Again, the chief executive was “pleasantly surprised” at Loews’ ability to secure financing.

On the Orlando project, the company saw LTV of 50%, with rates at 350 basis points over Libor and full recourse “because it’s construction,” he said.

The Chicago project saw similar requirements. “Loews is the take out upon completion of that construction,” Whetsell added.

InterContinental Hotels Group is seeing success as well, said Kirk Kinsell, president of the Americas. When the group went out for bids on a JV for a Hotel Indigo in New York, the company received eight “very strong” responses, he said.

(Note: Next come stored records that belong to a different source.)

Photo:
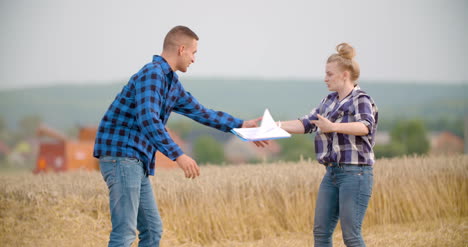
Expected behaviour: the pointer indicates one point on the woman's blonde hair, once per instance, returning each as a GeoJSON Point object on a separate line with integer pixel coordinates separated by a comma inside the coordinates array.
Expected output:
{"type": "Point", "coordinates": [345, 61]}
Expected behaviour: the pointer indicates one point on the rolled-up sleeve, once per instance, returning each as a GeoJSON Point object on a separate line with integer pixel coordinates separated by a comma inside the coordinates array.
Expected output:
{"type": "Point", "coordinates": [364, 112]}
{"type": "Point", "coordinates": [148, 101]}
{"type": "Point", "coordinates": [308, 126]}
{"type": "Point", "coordinates": [190, 107]}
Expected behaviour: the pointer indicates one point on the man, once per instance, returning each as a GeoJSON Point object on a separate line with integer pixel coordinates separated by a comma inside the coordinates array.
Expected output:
{"type": "Point", "coordinates": [133, 129]}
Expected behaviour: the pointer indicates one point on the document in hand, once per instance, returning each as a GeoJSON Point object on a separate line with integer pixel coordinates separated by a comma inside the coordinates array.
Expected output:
{"type": "Point", "coordinates": [267, 130]}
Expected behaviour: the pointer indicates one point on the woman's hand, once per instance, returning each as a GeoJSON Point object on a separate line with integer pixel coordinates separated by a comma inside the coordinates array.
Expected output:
{"type": "Point", "coordinates": [325, 125]}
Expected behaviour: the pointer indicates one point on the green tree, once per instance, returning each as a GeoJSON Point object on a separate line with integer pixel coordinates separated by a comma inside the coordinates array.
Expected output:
{"type": "Point", "coordinates": [208, 150]}
{"type": "Point", "coordinates": [412, 134]}
{"type": "Point", "coordinates": [296, 146]}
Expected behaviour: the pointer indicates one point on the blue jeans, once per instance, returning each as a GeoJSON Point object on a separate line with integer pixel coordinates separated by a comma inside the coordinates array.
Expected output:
{"type": "Point", "coordinates": [131, 201]}
{"type": "Point", "coordinates": [344, 194]}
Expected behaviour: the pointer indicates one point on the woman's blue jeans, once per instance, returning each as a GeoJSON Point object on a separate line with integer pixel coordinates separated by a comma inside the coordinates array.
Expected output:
{"type": "Point", "coordinates": [344, 194]}
{"type": "Point", "coordinates": [131, 201]}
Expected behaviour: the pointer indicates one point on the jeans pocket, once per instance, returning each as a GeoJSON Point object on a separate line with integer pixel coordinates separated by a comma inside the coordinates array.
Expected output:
{"type": "Point", "coordinates": [132, 173]}
{"type": "Point", "coordinates": [353, 170]}
{"type": "Point", "coordinates": [108, 172]}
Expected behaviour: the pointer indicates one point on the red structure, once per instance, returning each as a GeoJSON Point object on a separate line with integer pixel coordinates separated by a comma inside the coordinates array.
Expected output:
{"type": "Point", "coordinates": [58, 153]}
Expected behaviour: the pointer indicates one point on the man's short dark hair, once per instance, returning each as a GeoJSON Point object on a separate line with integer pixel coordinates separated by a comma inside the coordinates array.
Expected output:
{"type": "Point", "coordinates": [176, 35]}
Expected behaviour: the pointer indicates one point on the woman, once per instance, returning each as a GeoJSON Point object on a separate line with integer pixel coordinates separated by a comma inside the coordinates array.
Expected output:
{"type": "Point", "coordinates": [345, 122]}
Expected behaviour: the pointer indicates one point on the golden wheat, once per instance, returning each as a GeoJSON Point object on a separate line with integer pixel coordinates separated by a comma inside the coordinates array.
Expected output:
{"type": "Point", "coordinates": [416, 201]}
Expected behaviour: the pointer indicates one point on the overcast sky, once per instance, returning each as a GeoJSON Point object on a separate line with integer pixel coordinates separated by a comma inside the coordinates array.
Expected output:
{"type": "Point", "coordinates": [47, 42]}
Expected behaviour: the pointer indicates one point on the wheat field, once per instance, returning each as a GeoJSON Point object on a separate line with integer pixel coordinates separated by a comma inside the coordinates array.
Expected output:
{"type": "Point", "coordinates": [416, 201]}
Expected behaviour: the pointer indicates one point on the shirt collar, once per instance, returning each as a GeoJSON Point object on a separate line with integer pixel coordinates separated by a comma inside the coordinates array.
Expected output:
{"type": "Point", "coordinates": [164, 65]}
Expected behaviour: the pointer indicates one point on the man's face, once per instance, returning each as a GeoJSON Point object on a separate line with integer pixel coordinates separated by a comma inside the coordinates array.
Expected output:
{"type": "Point", "coordinates": [187, 55]}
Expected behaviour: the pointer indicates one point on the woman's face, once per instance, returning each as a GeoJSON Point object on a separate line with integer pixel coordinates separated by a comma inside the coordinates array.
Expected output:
{"type": "Point", "coordinates": [334, 77]}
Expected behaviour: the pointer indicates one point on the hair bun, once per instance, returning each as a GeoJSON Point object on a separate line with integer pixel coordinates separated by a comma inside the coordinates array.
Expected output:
{"type": "Point", "coordinates": [346, 51]}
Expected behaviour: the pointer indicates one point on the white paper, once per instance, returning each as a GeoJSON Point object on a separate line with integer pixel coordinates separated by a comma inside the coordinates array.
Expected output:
{"type": "Point", "coordinates": [267, 130]}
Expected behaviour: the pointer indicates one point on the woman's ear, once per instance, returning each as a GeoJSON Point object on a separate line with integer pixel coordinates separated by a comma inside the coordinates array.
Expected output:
{"type": "Point", "coordinates": [346, 75]}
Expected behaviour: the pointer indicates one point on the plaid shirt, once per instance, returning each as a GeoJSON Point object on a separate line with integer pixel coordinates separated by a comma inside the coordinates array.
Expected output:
{"type": "Point", "coordinates": [134, 124]}
{"type": "Point", "coordinates": [343, 148]}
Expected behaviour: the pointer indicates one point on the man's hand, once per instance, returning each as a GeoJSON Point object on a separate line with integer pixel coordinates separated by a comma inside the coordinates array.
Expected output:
{"type": "Point", "coordinates": [251, 124]}
{"type": "Point", "coordinates": [325, 125]}
{"type": "Point", "coordinates": [189, 166]}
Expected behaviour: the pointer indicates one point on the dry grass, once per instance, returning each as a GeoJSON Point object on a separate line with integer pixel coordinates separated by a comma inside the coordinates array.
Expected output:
{"type": "Point", "coordinates": [417, 201]}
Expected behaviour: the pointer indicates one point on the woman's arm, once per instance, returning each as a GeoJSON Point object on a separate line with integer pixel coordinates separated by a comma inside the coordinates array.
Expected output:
{"type": "Point", "coordinates": [292, 126]}
{"type": "Point", "coordinates": [353, 128]}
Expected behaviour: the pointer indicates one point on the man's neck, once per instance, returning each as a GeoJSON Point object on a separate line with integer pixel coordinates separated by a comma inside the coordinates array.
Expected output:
{"type": "Point", "coordinates": [169, 59]}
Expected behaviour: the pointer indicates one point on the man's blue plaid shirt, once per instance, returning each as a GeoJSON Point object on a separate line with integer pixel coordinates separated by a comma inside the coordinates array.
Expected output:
{"type": "Point", "coordinates": [134, 124]}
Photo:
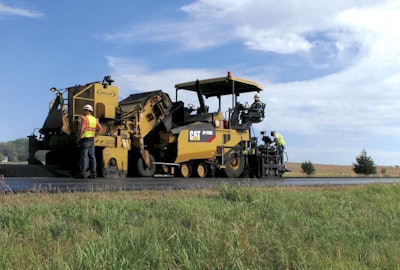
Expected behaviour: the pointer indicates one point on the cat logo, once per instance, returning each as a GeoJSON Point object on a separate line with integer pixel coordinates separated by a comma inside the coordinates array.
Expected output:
{"type": "Point", "coordinates": [194, 135]}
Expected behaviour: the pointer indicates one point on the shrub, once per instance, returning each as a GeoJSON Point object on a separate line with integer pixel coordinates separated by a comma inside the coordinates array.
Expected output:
{"type": "Point", "coordinates": [364, 164]}
{"type": "Point", "coordinates": [308, 168]}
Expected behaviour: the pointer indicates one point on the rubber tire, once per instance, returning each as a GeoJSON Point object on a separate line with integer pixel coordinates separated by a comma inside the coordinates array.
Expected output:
{"type": "Point", "coordinates": [185, 170]}
{"type": "Point", "coordinates": [142, 170]}
{"type": "Point", "coordinates": [235, 167]}
{"type": "Point", "coordinates": [202, 170]}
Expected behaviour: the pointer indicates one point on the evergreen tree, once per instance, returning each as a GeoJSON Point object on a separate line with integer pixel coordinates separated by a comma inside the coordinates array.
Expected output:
{"type": "Point", "coordinates": [308, 167]}
{"type": "Point", "coordinates": [364, 164]}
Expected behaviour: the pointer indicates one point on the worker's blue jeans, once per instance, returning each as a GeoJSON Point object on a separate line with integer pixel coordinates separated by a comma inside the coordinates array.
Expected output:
{"type": "Point", "coordinates": [87, 156]}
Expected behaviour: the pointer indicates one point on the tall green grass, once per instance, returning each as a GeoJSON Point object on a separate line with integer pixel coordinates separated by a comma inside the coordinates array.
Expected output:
{"type": "Point", "coordinates": [231, 228]}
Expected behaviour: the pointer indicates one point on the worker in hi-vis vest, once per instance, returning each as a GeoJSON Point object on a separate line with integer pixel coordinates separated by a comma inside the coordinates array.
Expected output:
{"type": "Point", "coordinates": [88, 129]}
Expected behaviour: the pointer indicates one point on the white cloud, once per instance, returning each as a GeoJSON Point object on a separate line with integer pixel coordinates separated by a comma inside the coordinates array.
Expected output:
{"type": "Point", "coordinates": [337, 114]}
{"type": "Point", "coordinates": [6, 10]}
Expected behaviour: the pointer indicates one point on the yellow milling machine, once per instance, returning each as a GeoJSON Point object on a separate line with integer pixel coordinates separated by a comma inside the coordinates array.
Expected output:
{"type": "Point", "coordinates": [147, 133]}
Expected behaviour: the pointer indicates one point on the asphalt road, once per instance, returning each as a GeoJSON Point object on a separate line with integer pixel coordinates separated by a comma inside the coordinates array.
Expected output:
{"type": "Point", "coordinates": [56, 184]}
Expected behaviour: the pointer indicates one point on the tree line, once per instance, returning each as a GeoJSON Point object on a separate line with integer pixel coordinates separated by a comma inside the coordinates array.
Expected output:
{"type": "Point", "coordinates": [15, 151]}
{"type": "Point", "coordinates": [364, 165]}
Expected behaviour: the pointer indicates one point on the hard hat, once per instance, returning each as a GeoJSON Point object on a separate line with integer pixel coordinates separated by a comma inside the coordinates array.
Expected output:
{"type": "Point", "coordinates": [88, 107]}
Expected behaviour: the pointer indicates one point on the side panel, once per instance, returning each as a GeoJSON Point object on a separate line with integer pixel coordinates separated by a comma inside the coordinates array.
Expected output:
{"type": "Point", "coordinates": [201, 141]}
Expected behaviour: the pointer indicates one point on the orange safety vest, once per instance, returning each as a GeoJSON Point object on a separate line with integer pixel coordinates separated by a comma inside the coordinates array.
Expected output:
{"type": "Point", "coordinates": [89, 123]}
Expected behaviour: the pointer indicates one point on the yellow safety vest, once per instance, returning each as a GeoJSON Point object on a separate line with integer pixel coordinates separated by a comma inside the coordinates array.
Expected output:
{"type": "Point", "coordinates": [89, 130]}
{"type": "Point", "coordinates": [279, 140]}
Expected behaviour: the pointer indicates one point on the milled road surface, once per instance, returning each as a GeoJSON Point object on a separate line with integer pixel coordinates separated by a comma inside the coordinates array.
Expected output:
{"type": "Point", "coordinates": [57, 184]}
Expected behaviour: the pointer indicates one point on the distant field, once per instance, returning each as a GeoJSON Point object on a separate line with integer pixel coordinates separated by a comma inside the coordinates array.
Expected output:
{"type": "Point", "coordinates": [323, 170]}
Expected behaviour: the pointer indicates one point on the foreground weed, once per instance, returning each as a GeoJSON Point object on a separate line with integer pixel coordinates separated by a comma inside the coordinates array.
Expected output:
{"type": "Point", "coordinates": [231, 228]}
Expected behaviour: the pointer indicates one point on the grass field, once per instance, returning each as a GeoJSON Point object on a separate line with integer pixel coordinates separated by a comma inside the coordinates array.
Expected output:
{"type": "Point", "coordinates": [352, 227]}
{"type": "Point", "coordinates": [324, 170]}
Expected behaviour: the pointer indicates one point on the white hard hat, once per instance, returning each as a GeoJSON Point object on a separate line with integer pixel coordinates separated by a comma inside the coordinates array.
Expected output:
{"type": "Point", "coordinates": [88, 107]}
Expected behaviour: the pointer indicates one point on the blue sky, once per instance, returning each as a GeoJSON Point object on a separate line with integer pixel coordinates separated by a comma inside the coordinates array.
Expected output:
{"type": "Point", "coordinates": [330, 70]}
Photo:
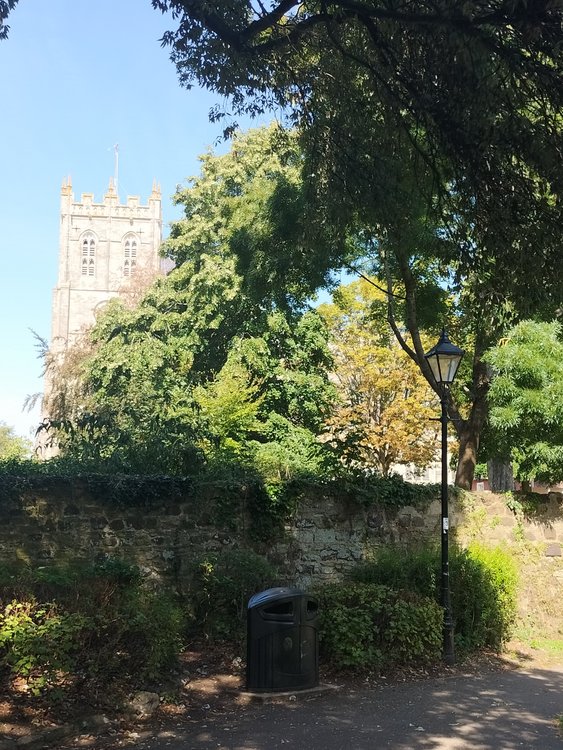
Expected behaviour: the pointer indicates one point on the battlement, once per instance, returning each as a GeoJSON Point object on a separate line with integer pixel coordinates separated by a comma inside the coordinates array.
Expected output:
{"type": "Point", "coordinates": [110, 201]}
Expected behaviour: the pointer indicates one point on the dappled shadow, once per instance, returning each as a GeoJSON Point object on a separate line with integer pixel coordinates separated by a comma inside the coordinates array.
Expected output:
{"type": "Point", "coordinates": [502, 710]}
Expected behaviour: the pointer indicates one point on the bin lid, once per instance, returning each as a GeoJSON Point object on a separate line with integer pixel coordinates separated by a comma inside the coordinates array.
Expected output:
{"type": "Point", "coordinates": [276, 594]}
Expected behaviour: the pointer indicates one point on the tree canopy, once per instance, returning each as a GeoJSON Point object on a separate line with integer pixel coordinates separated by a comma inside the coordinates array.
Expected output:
{"type": "Point", "coordinates": [526, 397]}
{"type": "Point", "coordinates": [384, 417]}
{"type": "Point", "coordinates": [460, 100]}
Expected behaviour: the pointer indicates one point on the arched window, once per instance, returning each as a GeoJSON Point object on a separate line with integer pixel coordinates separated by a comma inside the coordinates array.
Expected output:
{"type": "Point", "coordinates": [88, 243]}
{"type": "Point", "coordinates": [130, 245]}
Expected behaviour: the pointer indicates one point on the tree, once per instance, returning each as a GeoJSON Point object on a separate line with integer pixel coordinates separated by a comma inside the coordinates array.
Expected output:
{"type": "Point", "coordinates": [473, 89]}
{"type": "Point", "coordinates": [526, 397]}
{"type": "Point", "coordinates": [386, 405]}
{"type": "Point", "coordinates": [431, 137]}
{"type": "Point", "coordinates": [199, 372]}
{"type": "Point", "coordinates": [12, 445]}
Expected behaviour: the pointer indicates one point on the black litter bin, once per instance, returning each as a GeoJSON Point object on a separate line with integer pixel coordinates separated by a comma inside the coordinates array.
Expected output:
{"type": "Point", "coordinates": [282, 644]}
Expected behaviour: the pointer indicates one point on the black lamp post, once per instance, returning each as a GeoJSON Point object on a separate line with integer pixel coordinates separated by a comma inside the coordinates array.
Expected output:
{"type": "Point", "coordinates": [444, 360]}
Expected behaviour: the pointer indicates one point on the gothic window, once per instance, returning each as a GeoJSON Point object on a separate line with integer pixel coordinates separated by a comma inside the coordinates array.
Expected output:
{"type": "Point", "coordinates": [130, 245]}
{"type": "Point", "coordinates": [88, 254]}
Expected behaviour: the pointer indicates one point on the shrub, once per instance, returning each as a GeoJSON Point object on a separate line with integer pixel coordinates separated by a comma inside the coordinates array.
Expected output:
{"type": "Point", "coordinates": [362, 624]}
{"type": "Point", "coordinates": [39, 641]}
{"type": "Point", "coordinates": [93, 621]}
{"type": "Point", "coordinates": [224, 583]}
{"type": "Point", "coordinates": [482, 586]}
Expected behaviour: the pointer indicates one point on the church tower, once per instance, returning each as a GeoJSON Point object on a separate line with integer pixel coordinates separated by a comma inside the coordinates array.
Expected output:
{"type": "Point", "coordinates": [102, 247]}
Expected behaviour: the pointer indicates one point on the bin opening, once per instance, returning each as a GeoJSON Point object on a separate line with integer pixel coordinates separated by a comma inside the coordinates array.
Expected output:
{"type": "Point", "coordinates": [280, 609]}
{"type": "Point", "coordinates": [312, 607]}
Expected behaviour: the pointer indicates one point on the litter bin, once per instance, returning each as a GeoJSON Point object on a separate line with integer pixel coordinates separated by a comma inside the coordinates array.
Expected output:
{"type": "Point", "coordinates": [282, 650]}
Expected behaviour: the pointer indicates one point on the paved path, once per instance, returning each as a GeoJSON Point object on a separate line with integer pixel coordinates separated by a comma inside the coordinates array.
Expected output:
{"type": "Point", "coordinates": [496, 711]}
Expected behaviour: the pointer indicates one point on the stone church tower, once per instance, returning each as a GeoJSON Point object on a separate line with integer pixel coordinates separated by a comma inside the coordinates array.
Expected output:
{"type": "Point", "coordinates": [102, 247]}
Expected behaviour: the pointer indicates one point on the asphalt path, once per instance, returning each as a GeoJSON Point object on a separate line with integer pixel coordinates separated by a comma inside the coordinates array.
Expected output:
{"type": "Point", "coordinates": [500, 710]}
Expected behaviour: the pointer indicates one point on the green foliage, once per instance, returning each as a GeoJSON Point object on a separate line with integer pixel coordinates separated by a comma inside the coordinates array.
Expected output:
{"type": "Point", "coordinates": [225, 581]}
{"type": "Point", "coordinates": [11, 445]}
{"type": "Point", "coordinates": [39, 642]}
{"type": "Point", "coordinates": [526, 400]}
{"type": "Point", "coordinates": [391, 492]}
{"type": "Point", "coordinates": [482, 584]}
{"type": "Point", "coordinates": [94, 621]}
{"type": "Point", "coordinates": [368, 625]}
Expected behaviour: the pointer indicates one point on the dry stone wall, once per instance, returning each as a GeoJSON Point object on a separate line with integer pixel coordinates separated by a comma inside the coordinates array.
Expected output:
{"type": "Point", "coordinates": [58, 521]}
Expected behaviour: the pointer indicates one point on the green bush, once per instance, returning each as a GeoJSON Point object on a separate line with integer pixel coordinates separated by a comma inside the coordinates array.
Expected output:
{"type": "Point", "coordinates": [362, 624]}
{"type": "Point", "coordinates": [40, 642]}
{"type": "Point", "coordinates": [224, 583]}
{"type": "Point", "coordinates": [482, 586]}
{"type": "Point", "coordinates": [95, 621]}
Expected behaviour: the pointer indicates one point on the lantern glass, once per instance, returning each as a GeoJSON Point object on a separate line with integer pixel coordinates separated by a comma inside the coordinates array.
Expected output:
{"type": "Point", "coordinates": [444, 360]}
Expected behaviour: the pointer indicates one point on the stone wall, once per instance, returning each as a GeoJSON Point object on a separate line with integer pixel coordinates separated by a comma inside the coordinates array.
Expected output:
{"type": "Point", "coordinates": [55, 521]}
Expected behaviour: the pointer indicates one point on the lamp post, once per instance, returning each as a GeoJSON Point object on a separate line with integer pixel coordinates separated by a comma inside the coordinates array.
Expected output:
{"type": "Point", "coordinates": [444, 359]}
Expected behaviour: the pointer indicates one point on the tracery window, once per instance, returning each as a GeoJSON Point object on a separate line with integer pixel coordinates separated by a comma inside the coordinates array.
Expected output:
{"type": "Point", "coordinates": [88, 254]}
{"type": "Point", "coordinates": [129, 255]}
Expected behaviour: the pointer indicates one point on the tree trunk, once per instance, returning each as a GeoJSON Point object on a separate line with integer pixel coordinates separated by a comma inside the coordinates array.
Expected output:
{"type": "Point", "coordinates": [469, 430]}
{"type": "Point", "coordinates": [467, 458]}
{"type": "Point", "coordinates": [501, 476]}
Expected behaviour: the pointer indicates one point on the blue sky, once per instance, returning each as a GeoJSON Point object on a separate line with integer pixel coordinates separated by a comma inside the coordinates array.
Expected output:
{"type": "Point", "coordinates": [77, 78]}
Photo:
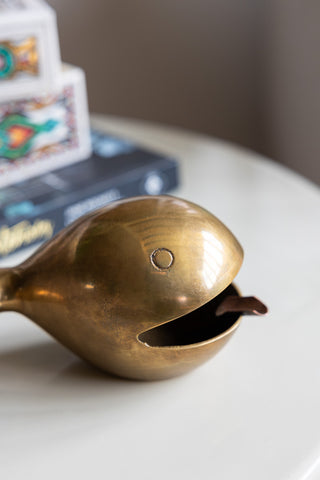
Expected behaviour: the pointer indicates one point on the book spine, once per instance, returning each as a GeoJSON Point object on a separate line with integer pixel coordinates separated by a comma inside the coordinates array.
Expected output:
{"type": "Point", "coordinates": [28, 231]}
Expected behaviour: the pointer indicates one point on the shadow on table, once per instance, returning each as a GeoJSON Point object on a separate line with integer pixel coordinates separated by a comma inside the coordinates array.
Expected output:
{"type": "Point", "coordinates": [50, 368]}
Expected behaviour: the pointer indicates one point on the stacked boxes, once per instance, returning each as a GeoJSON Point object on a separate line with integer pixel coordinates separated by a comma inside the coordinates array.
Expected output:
{"type": "Point", "coordinates": [43, 107]}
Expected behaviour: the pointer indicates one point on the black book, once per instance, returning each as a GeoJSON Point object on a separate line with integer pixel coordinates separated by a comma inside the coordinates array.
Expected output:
{"type": "Point", "coordinates": [35, 209]}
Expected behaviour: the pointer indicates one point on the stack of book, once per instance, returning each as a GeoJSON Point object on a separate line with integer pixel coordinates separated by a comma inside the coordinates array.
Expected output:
{"type": "Point", "coordinates": [52, 168]}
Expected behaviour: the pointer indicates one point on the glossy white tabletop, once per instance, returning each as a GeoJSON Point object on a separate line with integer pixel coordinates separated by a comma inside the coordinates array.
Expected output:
{"type": "Point", "coordinates": [252, 412]}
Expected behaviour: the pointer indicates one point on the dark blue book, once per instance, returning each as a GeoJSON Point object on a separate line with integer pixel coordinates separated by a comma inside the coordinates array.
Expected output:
{"type": "Point", "coordinates": [35, 209]}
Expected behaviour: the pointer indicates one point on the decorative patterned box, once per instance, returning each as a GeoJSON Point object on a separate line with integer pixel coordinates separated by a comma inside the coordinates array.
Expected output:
{"type": "Point", "coordinates": [45, 132]}
{"type": "Point", "coordinates": [35, 209]}
{"type": "Point", "coordinates": [29, 48]}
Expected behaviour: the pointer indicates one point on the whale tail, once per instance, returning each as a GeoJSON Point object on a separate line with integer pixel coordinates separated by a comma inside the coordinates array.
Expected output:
{"type": "Point", "coordinates": [9, 284]}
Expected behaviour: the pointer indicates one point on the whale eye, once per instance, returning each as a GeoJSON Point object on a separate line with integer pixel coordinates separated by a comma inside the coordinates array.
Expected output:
{"type": "Point", "coordinates": [162, 258]}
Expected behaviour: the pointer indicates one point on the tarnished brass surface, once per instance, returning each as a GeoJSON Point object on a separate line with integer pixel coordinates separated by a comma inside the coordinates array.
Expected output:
{"type": "Point", "coordinates": [105, 284]}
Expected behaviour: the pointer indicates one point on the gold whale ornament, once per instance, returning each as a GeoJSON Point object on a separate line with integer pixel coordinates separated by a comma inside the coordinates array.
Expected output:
{"type": "Point", "coordinates": [141, 288]}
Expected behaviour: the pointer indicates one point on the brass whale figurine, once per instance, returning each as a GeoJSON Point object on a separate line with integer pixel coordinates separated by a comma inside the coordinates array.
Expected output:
{"type": "Point", "coordinates": [141, 288]}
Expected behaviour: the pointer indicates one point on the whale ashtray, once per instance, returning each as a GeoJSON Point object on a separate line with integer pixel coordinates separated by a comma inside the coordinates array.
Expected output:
{"type": "Point", "coordinates": [141, 288]}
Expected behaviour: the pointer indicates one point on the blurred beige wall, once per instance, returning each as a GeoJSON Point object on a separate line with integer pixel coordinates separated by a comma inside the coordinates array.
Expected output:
{"type": "Point", "coordinates": [246, 71]}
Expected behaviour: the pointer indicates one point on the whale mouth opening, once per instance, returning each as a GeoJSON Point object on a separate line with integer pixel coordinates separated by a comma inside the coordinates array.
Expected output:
{"type": "Point", "coordinates": [198, 326]}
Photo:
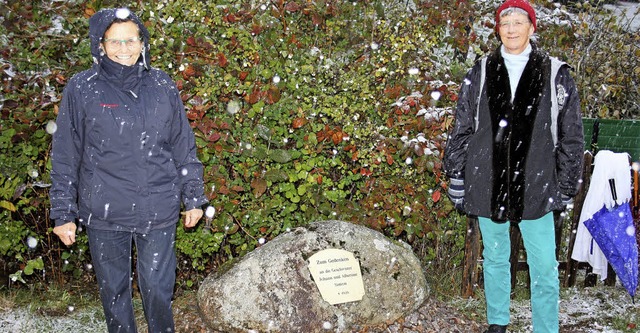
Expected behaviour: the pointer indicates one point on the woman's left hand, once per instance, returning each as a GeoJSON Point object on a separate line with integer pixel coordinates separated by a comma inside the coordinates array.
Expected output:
{"type": "Point", "coordinates": [191, 217]}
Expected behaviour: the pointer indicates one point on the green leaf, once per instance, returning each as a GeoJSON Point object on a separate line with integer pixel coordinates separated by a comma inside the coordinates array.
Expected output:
{"type": "Point", "coordinates": [7, 205]}
{"type": "Point", "coordinates": [280, 156]}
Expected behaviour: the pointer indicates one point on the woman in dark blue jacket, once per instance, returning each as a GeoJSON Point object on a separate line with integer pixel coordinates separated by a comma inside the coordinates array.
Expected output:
{"type": "Point", "coordinates": [123, 163]}
{"type": "Point", "coordinates": [515, 156]}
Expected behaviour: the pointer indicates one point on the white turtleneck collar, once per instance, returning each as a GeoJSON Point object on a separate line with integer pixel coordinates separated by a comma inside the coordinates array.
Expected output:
{"type": "Point", "coordinates": [515, 66]}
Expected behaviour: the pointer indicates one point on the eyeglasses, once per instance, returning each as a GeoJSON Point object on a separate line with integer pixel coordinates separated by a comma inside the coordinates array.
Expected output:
{"type": "Point", "coordinates": [117, 43]}
{"type": "Point", "coordinates": [517, 24]}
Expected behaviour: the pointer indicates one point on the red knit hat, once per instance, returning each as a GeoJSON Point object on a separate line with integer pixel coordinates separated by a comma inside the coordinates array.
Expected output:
{"type": "Point", "coordinates": [522, 4]}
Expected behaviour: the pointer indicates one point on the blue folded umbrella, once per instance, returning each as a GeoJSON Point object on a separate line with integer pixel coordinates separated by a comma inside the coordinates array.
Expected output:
{"type": "Point", "coordinates": [614, 232]}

“I think it’s improving,” Kinsell said.

“I think you are seeing some marginal improvement around the edges,” said Steve Joyce, president and CEO of Choice Hotels International, of the financing environment. Underwriting in urban markets with good sponsors and good deals is “finally coming through with recourse in the 65% level.”

The industry has gotten over the hump only recently, he added. Choice has been working diligently on deals for 10 Cambria Suites during the past three years; all 10 have come through this year.

The numbers aren’t big, Joyce added, but the interest is now there. In several cases, Choice received calls from local banks who said, “We have an allotment of $10 million, and I can give you $4 million. What projects do you have?”

The happy days are not back again, Joyce said, “but there is some thawing of the ice going on.”

Funds from the Far East
An additional source of financing not present during the past few years is funds from Asian investors, the executives said.

“The other thing we’re continuing to see (are) the Far East investors coming through and the China banks coming in and looking to lend,” Kinsell said.

While their underwriting varies, the funds have emerged as a viable alternative for projects in urban and gateway markets.

“New funds are popping up that we’ve never heard of from the Far East that are lending in the states,” Whetsell added.